Stealthy San Francisco-based startup Lift has today ever-so-slightly pulled back the curtain to reveal a snippet of its master plan to change the way people achieve their goals.

Lift, as a refresher, is the tiny company that made a big splash last August when it came to light that Twitter co-founders Evan Williams and Biz Stone were backing the application through Obvious Corporation, the boys’ post-Twitter app house and New-Age venture fund for spawning projects that make the world a better pace. But, until today, little has been known about Lift, save its mission to “unlock human potential.”

As it turns out, Lift is an iPhone application, now slated for August release, that borrows concepts from the Quantified Self movement to help people track, analyze, and achieve goals, Lift CEO and co-founder Tony Stubblebine said in a blog post.
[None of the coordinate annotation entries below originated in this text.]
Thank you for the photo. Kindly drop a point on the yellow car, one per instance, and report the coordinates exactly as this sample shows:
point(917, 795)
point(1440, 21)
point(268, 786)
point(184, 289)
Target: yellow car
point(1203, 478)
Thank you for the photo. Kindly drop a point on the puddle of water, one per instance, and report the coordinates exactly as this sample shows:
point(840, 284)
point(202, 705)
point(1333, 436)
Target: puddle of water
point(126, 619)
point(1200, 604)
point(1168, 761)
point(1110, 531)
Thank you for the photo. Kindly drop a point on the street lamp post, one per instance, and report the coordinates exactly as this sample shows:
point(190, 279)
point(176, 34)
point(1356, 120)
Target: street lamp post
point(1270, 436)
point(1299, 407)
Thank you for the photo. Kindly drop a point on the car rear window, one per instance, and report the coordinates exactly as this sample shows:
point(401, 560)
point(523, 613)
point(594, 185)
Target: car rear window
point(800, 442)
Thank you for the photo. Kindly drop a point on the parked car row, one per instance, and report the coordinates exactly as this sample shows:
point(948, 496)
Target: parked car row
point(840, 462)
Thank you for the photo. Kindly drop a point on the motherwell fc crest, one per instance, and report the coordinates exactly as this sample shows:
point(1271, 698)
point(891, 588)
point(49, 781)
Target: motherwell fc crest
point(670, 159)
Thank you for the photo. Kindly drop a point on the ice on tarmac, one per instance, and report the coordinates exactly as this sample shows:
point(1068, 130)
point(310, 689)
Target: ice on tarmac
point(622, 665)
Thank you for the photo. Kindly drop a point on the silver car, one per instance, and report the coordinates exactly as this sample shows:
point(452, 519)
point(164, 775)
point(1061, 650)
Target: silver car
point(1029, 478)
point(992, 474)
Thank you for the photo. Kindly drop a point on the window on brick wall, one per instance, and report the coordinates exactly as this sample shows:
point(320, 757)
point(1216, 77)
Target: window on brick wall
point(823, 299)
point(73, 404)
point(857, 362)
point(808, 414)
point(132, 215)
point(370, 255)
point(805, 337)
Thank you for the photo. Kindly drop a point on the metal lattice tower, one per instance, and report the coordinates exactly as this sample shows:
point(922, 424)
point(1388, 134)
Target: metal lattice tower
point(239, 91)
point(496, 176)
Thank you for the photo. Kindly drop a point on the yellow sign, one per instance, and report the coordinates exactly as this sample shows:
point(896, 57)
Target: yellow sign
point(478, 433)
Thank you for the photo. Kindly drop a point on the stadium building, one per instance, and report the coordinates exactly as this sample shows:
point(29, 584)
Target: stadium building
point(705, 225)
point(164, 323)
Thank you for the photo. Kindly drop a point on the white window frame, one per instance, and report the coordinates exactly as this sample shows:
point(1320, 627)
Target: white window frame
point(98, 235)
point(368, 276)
The iPhone app isn’t designed for any one type of goal, but it has been used in its beta period for self-improvement in health, fitness, productivity, happiness, and relationship areas.

The company’s end game is to eliminate willpower as a factor in achieving goals, Stubblebine said. “Imagine smooth, fun, optimized, self-reinforcing paths for every aspiration … We think we can turn chores into positive draws.”

It’s starting point, however, is a simplistic habit-tracking app to help people develop mindfulness in the areas where they want to improve. Users set or share goals, track their progress, and get support from others with the same goals. The app shucks gamification elements and instead includes two feedback loops — visualized progress and support from others — to keep people motivated.

Lift sounds fairly rudimentary and will compete with an abundance of lifestyle and productivity apps on the market, but perhaps it will offer the same variety of approachable simplicity that helped Twitter take off. And, according to Stubblebine, the app works for even the most mundane, but still important, activities.

“Yesterday, 2 out of 5 Lift users tracked their flossing (including me),” he said. “That’s an example of a supposedly trivial, fundamental habit that everyone’s been told to pick up and that most people will say they wish they did. But flossing has never had proper support (just bi-annual guilt from your dentist).”